The NIST PAD evaluation included an assessment of algorithm “fusion”, applying the top four algorithms in concert. As shown in Table 26 of the report (included below), a fusion of passive algorithms achieved zero or near-zero error rates for both convenience- and security-optimized scenarios. The evaluation shows that without active user participation (or fraudster awareness), AI-driven systems can discern genuine biometric data from spoofed ones with extremely high accuracy.
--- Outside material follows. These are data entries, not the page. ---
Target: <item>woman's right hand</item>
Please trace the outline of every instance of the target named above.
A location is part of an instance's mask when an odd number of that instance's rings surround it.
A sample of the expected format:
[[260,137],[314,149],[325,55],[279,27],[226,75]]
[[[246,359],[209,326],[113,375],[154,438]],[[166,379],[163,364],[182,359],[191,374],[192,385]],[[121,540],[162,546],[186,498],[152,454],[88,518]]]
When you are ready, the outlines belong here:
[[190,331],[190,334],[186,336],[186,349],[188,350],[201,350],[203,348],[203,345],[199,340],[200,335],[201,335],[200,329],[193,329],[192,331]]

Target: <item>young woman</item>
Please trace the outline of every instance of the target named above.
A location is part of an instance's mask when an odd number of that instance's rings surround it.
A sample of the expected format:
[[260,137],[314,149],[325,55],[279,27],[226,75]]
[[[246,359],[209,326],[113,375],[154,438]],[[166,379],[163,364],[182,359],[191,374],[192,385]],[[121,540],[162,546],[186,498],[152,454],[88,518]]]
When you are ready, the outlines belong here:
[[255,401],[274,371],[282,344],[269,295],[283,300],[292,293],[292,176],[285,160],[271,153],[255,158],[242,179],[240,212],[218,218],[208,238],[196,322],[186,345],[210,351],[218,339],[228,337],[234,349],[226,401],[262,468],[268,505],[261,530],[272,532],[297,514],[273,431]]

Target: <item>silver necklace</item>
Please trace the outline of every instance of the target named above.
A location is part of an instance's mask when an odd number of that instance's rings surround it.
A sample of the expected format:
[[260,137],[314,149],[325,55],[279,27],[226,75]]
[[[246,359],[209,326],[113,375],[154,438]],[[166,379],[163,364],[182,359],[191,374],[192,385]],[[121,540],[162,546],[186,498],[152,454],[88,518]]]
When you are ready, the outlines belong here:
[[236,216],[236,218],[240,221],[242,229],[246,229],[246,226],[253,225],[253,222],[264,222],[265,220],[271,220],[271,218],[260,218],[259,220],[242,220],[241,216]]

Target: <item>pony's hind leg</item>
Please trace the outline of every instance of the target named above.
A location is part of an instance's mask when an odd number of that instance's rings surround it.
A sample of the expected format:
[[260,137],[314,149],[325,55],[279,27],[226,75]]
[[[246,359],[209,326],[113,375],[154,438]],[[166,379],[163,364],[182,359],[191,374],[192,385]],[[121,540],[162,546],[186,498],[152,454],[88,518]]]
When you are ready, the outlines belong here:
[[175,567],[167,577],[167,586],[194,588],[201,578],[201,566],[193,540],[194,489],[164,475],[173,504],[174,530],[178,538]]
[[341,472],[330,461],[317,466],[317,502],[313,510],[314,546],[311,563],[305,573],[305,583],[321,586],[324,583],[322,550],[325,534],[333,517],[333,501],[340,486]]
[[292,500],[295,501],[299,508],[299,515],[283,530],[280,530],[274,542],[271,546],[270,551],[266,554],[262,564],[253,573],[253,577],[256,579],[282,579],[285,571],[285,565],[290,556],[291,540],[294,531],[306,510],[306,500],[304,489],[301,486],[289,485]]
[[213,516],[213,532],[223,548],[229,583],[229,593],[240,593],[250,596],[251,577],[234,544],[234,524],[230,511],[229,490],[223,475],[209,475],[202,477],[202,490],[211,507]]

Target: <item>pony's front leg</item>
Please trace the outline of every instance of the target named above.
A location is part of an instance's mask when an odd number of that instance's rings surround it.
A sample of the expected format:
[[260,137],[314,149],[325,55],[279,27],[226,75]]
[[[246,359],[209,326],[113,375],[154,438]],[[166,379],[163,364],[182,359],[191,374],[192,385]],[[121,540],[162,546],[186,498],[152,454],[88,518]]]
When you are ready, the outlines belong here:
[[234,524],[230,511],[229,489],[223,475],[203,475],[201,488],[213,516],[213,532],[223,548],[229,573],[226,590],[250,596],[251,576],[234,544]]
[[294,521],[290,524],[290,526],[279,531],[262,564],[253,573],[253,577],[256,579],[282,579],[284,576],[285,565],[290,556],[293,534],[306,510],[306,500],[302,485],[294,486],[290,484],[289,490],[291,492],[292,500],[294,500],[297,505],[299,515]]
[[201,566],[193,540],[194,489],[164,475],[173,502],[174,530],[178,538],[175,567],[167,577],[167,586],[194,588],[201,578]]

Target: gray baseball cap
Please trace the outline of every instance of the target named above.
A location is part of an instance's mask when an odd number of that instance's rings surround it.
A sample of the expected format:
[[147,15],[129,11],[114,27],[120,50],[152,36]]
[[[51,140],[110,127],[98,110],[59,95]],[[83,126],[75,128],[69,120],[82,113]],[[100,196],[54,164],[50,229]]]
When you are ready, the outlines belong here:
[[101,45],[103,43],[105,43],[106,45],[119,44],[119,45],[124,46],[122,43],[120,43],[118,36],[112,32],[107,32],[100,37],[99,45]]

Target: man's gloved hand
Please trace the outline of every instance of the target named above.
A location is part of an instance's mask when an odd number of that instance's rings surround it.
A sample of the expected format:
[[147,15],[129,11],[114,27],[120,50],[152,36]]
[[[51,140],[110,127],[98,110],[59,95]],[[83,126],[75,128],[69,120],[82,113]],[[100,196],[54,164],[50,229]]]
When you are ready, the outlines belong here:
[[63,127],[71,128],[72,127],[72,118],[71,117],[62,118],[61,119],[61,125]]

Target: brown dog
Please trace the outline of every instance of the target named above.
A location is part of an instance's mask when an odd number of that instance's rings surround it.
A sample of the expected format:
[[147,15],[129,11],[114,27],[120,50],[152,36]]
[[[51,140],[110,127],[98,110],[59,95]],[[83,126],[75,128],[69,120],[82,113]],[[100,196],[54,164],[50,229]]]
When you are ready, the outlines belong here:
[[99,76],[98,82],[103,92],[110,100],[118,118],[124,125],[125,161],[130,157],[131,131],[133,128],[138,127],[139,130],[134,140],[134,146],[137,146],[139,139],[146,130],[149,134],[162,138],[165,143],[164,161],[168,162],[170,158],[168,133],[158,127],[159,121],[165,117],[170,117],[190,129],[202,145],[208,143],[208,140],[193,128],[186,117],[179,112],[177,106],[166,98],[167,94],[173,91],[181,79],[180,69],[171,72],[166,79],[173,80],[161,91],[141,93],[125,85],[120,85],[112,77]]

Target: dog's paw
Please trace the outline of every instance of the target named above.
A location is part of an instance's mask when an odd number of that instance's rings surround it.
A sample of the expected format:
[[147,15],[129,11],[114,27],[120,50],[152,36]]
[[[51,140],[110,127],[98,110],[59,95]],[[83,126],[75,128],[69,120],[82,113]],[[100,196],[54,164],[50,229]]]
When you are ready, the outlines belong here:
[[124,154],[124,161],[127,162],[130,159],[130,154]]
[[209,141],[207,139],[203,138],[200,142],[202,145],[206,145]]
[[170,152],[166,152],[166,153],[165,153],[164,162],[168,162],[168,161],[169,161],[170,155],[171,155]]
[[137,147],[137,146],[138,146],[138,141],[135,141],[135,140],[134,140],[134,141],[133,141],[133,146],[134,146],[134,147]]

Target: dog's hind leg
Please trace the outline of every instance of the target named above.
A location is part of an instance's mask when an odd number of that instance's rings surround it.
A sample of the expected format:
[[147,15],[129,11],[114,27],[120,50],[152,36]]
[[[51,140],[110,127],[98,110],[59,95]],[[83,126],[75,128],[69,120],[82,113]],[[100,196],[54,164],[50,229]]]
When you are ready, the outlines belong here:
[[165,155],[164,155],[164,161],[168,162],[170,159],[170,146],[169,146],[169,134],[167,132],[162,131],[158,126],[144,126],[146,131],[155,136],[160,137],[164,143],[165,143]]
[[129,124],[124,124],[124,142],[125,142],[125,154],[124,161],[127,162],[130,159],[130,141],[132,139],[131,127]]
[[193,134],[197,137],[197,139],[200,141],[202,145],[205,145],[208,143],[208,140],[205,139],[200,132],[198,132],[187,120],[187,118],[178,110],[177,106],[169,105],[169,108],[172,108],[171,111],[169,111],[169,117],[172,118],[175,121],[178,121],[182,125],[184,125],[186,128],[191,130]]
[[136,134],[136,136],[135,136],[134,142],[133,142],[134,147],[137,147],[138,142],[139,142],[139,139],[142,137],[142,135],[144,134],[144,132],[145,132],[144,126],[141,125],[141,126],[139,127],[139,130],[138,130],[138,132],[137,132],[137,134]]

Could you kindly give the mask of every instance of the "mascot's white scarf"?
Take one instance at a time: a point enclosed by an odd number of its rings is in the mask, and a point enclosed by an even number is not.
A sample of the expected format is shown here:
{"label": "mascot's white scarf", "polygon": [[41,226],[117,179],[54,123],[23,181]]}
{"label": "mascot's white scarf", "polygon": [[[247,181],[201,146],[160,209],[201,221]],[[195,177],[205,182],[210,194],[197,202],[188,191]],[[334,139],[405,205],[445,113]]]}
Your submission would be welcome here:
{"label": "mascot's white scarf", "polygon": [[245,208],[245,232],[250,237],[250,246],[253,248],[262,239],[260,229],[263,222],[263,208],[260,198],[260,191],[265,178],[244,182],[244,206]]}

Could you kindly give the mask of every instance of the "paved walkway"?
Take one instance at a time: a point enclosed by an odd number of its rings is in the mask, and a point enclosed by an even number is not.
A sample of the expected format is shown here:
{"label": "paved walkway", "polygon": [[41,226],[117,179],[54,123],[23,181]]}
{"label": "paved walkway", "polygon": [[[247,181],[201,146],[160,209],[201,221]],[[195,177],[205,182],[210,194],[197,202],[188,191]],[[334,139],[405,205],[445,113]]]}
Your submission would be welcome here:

To understand the implications of the NIST evaluation, it helps to consider the broader landscape of facial recognition technology. Over the years, facial recognition systems have seen exponential improvements. Between 2014 and 2018, facial recognition software got 20 times better at searching a database to find a matching photograph, according to NIST research. This consistent progress suggests that as facial recognition becomes more accurate, so will passive liveness detection methods.
Users prefer a seamless experience, and case studies have shown the dramatic reduction in onboarding abandonment rates that can result from removing friction from the process. Given the trajectory of AI’s capabilities in passive liveness detection, the need for active liveness is being called into question. If passive methods can achieve near-perfect accuracy rates using just a single image, the additional friction imposed by active liveness will become superfluous.
Results shown from NIST do not constitute an endorsement for any particular system, product, service, or company by NIST. More information can be found on the NIST FRVT webpage.
1Mei Ngan, Patrick Grother, Austin Hom (2023) Face Analysis Technology Evaluation (FATE) Part 10: Performance of Passive, Software-Based Presentation Attack Detection (PAD) Algorithms. (National Institute of Standards and Technology, Gaithersburg, MD), NIST IR 8491.